The AG’s office in August launched an investigation into clergy abuse at the state’s seven Catholic dioceses. It was prompted by the Pennsylvania grand jury investigation that found 300 priests had molested 1,000 children over decades in that state.
By mid-February, the Michigan AG had received 270 tips. A Target 8 investigation last month into abuse by Catholic priests in the Grand Rapids Diocese led to about three dozen new tips, the AG’s office said.
Since Nessel held a Feb. 21 news conference about the statewide investigation, her office has received about 50 more tips, bringing the total number to 360, Rossman-McKinney said. The AG has said there could be as many as 1,000 victims and survivors in Michigan.

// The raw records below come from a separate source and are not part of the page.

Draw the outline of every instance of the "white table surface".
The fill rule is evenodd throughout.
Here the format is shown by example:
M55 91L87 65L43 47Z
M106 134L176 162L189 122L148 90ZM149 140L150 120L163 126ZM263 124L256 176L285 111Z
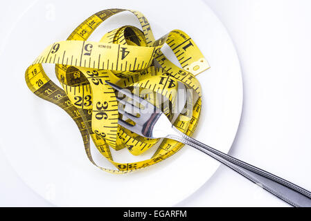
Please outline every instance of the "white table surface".
M204 1L228 29L242 70L243 112L229 153L311 190L311 1ZM28 5L2 4L1 34L15 22L6 16L19 15ZM1 36L0 52L3 42ZM0 206L51 206L21 180L1 148L0 176ZM176 206L287 204L221 166Z

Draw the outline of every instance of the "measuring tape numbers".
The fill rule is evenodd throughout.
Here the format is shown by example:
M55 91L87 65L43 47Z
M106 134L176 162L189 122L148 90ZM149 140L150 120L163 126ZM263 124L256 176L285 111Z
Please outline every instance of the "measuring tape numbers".
M105 20L117 13L129 11L141 25L141 30L125 26L106 33L99 41L87 39ZM166 43L181 68L161 51ZM47 76L42 64L55 64L55 74L62 88ZM28 67L25 79L29 89L39 97L64 109L77 124L89 160L99 169L112 173L125 173L154 164L171 156L184 144L168 139L148 139L118 124L120 116L114 90L109 81L139 92L144 99L161 108L171 119L176 106L179 84L190 93L186 102L192 111L179 113L174 126L191 136L200 115L201 86L195 75L209 68L193 40L180 30L174 30L155 40L150 25L143 14L124 9L98 12L83 21L66 41L48 46ZM162 103L159 97L166 99ZM189 106L188 106L189 107ZM130 120L127 119L129 122ZM90 142L116 169L98 166L91 155ZM157 146L150 159L136 162L114 161L110 148L127 148L137 155Z

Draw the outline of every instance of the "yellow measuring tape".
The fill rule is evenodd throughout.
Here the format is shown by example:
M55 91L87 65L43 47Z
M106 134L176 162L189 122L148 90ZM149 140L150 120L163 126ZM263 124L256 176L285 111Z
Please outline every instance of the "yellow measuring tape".
M138 18L142 30L126 26L106 33L99 42L87 41L103 21L123 11L131 12ZM165 43L182 68L161 52ZM62 89L46 75L42 66L44 63L55 64L56 77ZM172 107L176 105L178 82L195 91L197 95L193 93L193 97L187 100L193 106L192 115L187 117L180 113L174 122L178 129L191 136L201 111L201 87L195 76L208 68L197 45L183 31L174 30L155 41L150 23L141 12L109 9L83 21L66 41L47 47L27 68L25 79L33 93L59 106L75 121L87 157L94 165L107 172L125 173L165 160L184 144L168 139L147 139L120 126L118 118L122 116L118 112L114 90L105 81L110 81L132 92L145 91L140 95L160 107L170 119L173 116ZM159 95L168 102L160 104ZM195 95L197 99L193 99ZM96 165L91 155L89 137L116 169ZM151 159L134 163L114 162L109 149L127 148L133 155L139 155L153 146L158 147Z

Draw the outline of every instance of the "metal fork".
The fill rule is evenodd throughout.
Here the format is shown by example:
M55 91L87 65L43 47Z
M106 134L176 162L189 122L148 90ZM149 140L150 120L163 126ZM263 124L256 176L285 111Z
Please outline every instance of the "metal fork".
M187 136L172 125L159 108L147 100L111 82L106 81L106 83L131 100L116 97L118 102L125 105L124 109L118 108L119 113L135 123L135 125L132 125L119 118L118 123L121 126L145 137L168 138L194 147L260 185L288 204L294 206L311 206L310 191ZM134 102L139 103L140 107L134 105ZM127 112L126 110L128 108L139 113L139 116Z

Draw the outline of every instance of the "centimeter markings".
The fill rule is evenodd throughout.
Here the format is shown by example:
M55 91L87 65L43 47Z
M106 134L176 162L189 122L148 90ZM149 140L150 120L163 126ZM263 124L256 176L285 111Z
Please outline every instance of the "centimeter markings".
M164 141L161 143L156 153L154 153L154 156L148 160L128 164L113 162L109 148L107 146L107 143L105 143L105 140L111 142L116 142L117 145L115 146L116 149L122 148L126 146L129 151L132 152L134 155L140 154L142 151L150 148L157 142L157 140L150 140L134 135L132 133L127 133L121 128L118 127L117 122L113 122L110 123L110 125L112 125L112 124L116 124L113 126L109 125L103 126L103 127L109 128L110 130L109 131L111 131L107 133L105 136L102 134L97 134L93 131L91 124L92 115L93 114L95 115L96 113L99 113L103 111L101 110L96 109L96 104L93 104L94 102L98 100L98 98L91 97L93 93L92 90L98 90L96 84L94 84L94 82L97 81L94 81L94 80L98 80L105 77L87 77L84 73L80 71L78 68L78 70L72 69L69 70L69 69L67 69L68 68L80 66L89 68L90 70L91 68L98 70L116 70L116 76L123 77L123 79L120 81L120 84L123 84L121 86L126 87L132 85L140 88L148 88L154 92L154 97L152 99L154 101L157 100L155 93L158 93L168 97L170 102L172 103L175 100L174 99L175 94L173 91L177 89L170 90L170 88L175 88L175 87L176 87L177 84L175 83L175 80L176 79L184 82L190 88L193 88L199 93L199 95L200 92L199 84L198 84L197 80L195 79L194 76L187 71L181 73L180 70L182 69L175 67L173 65L168 63L166 61L166 58L164 55L160 52L159 50L157 50L156 51L155 47L153 48L152 55L148 59L148 61L143 59L142 60L141 58L139 58L136 56L132 57L133 61L130 61L126 58L126 55L125 54L125 52L127 52L126 48L122 48L122 50L123 50L121 54L121 46L125 45L128 42L130 42L130 44L139 44L139 46L141 44L143 43L143 44L148 46L161 46L164 43L167 43L172 48L179 60L179 64L183 68L189 66L193 61L196 61L197 57L202 57L202 55L201 56L201 54L199 54L199 50L196 48L193 48L195 47L195 45L192 39L182 31L172 31L170 34L166 35L159 40L154 41L154 38L151 31L149 22L139 12L130 10L137 17L140 21L143 28L143 35L139 30L137 30L134 29L133 33L134 34L127 35L125 39L123 32L125 28L128 28L123 27L121 29L112 30L108 32L107 40L109 39L109 43L118 44L116 58L112 59L109 57L107 60L105 60L104 58L100 57L100 54L97 57L91 56L91 52L89 50L89 48L86 47L87 46L85 41L87 39L93 31L103 21L113 15L125 10L123 9L105 10L91 16L79 25L67 39L67 40L82 41L80 48L81 52L80 54L71 55L70 52L67 52L66 48L64 48L64 50L62 51L62 53L53 55L55 49L57 48L55 46L56 44L54 44L51 46L51 48L49 48L46 55L38 57L35 60L34 63L33 63L33 64L35 64L33 66L29 67L26 73L27 85L35 94L63 108L75 122L81 133L81 135L82 136L85 151L90 161L100 169L114 173L125 173L150 166L173 155L178 151L184 144L177 142L164 140ZM172 35L172 33L174 33L174 35ZM135 39L135 37L137 37L137 39ZM181 41L181 39L178 39L179 37L184 38L184 40ZM58 47L60 47L60 46L58 46ZM187 52L188 48L193 50L195 50L195 52L199 55L197 55L195 58L193 57L193 56L190 55ZM58 48L57 50L58 50ZM86 56L85 53L89 53L89 57ZM161 68L154 68L152 65L150 66L150 64L153 64L153 59L154 58L162 66ZM41 65L41 63L42 62L53 62L62 64L62 66L56 64L55 72L64 90L59 88L49 79L47 75L44 73ZM167 74L163 75L165 73ZM73 76L75 77L73 77ZM87 77L85 78L84 76ZM109 77L109 76L107 77ZM42 79L44 79L44 81L41 80ZM89 83L85 81L87 79ZM35 85L33 79L37 81L35 82L37 84L37 86ZM40 80L41 81L39 81ZM112 88L110 89L113 91ZM112 93L112 92L109 91L106 91L105 93L105 101L109 104L109 108L105 110L105 112L117 112L118 109L116 108L118 106L118 104L115 97L116 95L114 94L110 95L110 93ZM69 99L70 97L68 97L67 94L71 94L75 97L82 97L80 108L77 108L77 107L71 103L71 101ZM85 97L87 95L87 96L91 96L89 97L91 98L87 99ZM152 97L150 97L150 98ZM88 102L89 102L89 104L91 104L91 105L89 105L89 106L85 106L85 104L87 104ZM175 126L188 135L192 135L197 126L200 113L200 102L201 100L199 99L195 103L195 105L193 107L193 116L190 121L181 120L179 119L179 116L177 118L177 120L175 122ZM90 109L92 106L93 109ZM170 114L169 111L167 113ZM117 120L118 115L118 113L114 114L114 117L110 117L108 120ZM107 159L117 167L118 170L106 169L98 166L95 164L91 157L89 149L89 135L91 135L92 140L96 143L96 147L100 153L102 153L105 157L107 157ZM94 137L98 137L98 140L102 140L102 142L98 142L96 140L97 138Z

“It’s very clear to us there will be criminal charges (against priests),” Rossman-McKinney said, though she didn’t know when that would happen.
Rossman-McKinney also said following Target 8’s investigation, the Grand Rapids Diocese has become “more cooperative” with the AG’s office.

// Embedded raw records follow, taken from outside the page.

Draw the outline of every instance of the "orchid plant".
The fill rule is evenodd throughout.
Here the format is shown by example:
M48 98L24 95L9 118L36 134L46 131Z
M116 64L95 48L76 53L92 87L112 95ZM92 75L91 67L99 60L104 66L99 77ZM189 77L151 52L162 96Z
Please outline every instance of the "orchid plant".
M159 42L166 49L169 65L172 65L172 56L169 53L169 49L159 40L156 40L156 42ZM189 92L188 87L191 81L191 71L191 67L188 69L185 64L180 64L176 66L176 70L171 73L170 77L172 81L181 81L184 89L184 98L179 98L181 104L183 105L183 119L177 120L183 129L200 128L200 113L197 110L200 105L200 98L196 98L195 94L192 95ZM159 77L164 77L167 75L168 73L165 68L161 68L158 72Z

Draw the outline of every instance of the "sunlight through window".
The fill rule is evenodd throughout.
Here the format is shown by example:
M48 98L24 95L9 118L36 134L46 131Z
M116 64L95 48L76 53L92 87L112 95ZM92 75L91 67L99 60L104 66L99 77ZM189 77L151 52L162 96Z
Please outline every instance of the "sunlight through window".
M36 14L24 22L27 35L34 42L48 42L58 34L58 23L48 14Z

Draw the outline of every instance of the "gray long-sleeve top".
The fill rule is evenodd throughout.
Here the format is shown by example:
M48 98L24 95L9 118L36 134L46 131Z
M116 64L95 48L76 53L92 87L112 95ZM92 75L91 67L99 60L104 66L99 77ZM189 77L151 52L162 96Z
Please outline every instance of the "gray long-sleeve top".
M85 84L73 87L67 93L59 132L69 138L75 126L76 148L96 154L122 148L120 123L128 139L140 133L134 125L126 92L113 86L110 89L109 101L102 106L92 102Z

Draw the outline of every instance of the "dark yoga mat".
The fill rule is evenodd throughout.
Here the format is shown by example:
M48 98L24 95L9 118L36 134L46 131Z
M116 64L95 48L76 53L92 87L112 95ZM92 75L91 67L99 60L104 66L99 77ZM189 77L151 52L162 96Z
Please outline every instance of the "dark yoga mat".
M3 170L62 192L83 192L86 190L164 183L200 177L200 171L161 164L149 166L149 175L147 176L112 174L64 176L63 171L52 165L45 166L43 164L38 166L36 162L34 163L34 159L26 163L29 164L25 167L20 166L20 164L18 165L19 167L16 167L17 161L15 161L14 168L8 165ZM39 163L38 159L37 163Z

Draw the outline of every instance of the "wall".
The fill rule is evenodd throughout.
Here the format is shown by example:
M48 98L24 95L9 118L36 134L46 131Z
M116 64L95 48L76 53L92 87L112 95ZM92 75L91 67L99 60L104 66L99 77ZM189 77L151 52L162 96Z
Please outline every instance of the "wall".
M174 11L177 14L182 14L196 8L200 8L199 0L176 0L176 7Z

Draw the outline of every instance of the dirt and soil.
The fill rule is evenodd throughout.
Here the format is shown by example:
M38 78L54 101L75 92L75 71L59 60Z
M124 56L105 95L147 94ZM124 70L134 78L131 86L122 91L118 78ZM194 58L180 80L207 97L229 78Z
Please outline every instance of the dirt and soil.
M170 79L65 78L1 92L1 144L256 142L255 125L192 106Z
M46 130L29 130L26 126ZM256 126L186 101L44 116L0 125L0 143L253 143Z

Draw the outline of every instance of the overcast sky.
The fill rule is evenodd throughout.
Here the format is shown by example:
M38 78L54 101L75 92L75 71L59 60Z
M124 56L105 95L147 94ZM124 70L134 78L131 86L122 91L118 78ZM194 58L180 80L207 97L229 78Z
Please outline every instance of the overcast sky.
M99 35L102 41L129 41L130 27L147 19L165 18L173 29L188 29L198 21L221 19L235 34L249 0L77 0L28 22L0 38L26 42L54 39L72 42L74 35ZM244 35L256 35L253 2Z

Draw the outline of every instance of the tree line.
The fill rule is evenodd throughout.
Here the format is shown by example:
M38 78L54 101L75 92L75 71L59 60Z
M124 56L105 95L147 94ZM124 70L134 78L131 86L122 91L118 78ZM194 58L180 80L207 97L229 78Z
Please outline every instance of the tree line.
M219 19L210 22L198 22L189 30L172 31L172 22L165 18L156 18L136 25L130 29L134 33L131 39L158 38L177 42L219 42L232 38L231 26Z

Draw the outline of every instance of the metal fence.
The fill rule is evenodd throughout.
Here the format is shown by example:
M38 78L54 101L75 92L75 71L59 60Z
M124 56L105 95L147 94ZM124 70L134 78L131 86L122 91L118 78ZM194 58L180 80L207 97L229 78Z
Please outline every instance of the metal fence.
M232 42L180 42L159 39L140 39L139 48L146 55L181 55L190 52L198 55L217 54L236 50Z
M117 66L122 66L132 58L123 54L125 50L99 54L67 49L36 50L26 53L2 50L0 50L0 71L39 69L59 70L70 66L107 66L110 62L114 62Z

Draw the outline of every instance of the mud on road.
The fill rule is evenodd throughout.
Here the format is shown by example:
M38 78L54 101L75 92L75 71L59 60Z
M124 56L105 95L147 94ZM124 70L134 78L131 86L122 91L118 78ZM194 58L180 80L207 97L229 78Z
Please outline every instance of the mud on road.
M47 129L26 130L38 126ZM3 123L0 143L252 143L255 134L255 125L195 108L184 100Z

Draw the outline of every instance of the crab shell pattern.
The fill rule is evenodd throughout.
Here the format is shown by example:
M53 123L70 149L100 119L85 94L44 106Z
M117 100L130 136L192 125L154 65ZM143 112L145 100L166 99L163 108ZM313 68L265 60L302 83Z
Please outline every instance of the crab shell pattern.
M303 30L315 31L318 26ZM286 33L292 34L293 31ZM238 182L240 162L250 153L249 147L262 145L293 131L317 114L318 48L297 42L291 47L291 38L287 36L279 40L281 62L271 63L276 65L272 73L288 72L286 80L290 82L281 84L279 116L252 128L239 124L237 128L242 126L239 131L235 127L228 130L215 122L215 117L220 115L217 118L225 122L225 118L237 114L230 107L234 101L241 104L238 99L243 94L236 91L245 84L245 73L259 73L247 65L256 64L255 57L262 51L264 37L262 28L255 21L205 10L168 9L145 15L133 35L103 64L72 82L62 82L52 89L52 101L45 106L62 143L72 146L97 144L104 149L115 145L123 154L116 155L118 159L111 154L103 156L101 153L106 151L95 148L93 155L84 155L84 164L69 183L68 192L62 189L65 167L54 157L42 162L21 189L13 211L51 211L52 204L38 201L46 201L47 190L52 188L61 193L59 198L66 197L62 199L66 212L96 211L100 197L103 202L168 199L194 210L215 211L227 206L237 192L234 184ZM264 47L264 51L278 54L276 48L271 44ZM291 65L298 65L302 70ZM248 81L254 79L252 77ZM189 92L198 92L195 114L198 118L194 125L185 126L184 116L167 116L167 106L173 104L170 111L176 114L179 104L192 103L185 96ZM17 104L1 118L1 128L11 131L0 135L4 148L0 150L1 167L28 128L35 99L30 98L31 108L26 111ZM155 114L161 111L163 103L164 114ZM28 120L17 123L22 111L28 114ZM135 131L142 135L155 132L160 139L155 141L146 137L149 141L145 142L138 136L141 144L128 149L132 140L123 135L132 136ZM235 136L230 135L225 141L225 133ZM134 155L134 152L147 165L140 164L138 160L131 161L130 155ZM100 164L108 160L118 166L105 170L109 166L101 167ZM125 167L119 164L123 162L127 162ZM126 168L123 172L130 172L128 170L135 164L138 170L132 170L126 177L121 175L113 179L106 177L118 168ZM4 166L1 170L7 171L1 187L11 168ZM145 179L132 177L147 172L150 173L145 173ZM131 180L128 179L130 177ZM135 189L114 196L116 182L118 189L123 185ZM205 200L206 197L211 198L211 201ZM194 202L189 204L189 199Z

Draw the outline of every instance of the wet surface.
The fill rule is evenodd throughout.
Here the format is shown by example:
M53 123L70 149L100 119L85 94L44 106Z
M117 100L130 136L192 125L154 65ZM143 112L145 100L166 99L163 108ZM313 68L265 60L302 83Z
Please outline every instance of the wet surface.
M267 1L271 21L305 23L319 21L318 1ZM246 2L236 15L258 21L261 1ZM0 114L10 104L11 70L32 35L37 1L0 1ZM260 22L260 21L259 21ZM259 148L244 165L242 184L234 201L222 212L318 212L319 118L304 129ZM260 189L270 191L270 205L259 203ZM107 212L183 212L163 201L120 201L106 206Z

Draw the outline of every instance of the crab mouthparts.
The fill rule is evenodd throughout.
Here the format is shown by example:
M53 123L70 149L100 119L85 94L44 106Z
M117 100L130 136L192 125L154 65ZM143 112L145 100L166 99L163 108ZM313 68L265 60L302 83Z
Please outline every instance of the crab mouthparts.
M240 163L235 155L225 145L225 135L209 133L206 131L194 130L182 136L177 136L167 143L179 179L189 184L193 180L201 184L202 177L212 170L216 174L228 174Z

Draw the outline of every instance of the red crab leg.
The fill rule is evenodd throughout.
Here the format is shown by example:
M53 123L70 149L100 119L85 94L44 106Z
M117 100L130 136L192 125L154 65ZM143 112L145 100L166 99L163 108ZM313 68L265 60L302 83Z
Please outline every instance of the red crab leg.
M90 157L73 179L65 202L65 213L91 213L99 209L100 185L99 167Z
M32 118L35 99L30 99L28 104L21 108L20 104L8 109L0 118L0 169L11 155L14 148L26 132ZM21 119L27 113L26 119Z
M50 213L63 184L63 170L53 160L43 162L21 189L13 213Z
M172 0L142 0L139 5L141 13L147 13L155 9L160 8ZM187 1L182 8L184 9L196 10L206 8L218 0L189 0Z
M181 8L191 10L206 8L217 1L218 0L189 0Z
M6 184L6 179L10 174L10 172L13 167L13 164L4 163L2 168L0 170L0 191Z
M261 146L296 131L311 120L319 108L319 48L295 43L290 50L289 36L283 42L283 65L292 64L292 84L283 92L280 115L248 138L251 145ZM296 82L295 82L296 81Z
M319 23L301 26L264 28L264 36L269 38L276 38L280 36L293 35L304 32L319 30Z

“We got several communications from the Diocese with information on clergy — victims who had reported it to the church and the church hadn’t shared it with us yet,” she explained.
On Thursday, spokeswoman Annalise Laumeyer said the Grand Rapids Diocese has cooperated from the start of the investigation, sharing every allegation of abuse of a minor or vulnerable adult reported to the Diocese with the assistant attorney general.
Laumeyer also said the Diocese volunteered to turn over files to the attorney general’s office before it executed a search warrant in October. The AG’s office, working with Michigan State Police seized hundreds of thousands of pages of records from all seven Michigan diocesan offices during that search.
Nessel told Target 8 that her office will pursue criminal charges for any sexual abuse against children since 1995, as far back as it can go under the statute of limitations. It will also pursue any diocesan officials who shuffled pedophile priests between churches, dioceses and states, she said.
Rossman-McKinney said the AG hasn’t kept track of how much the priest investigation has cost so far “because we’ve been doing this all internally.”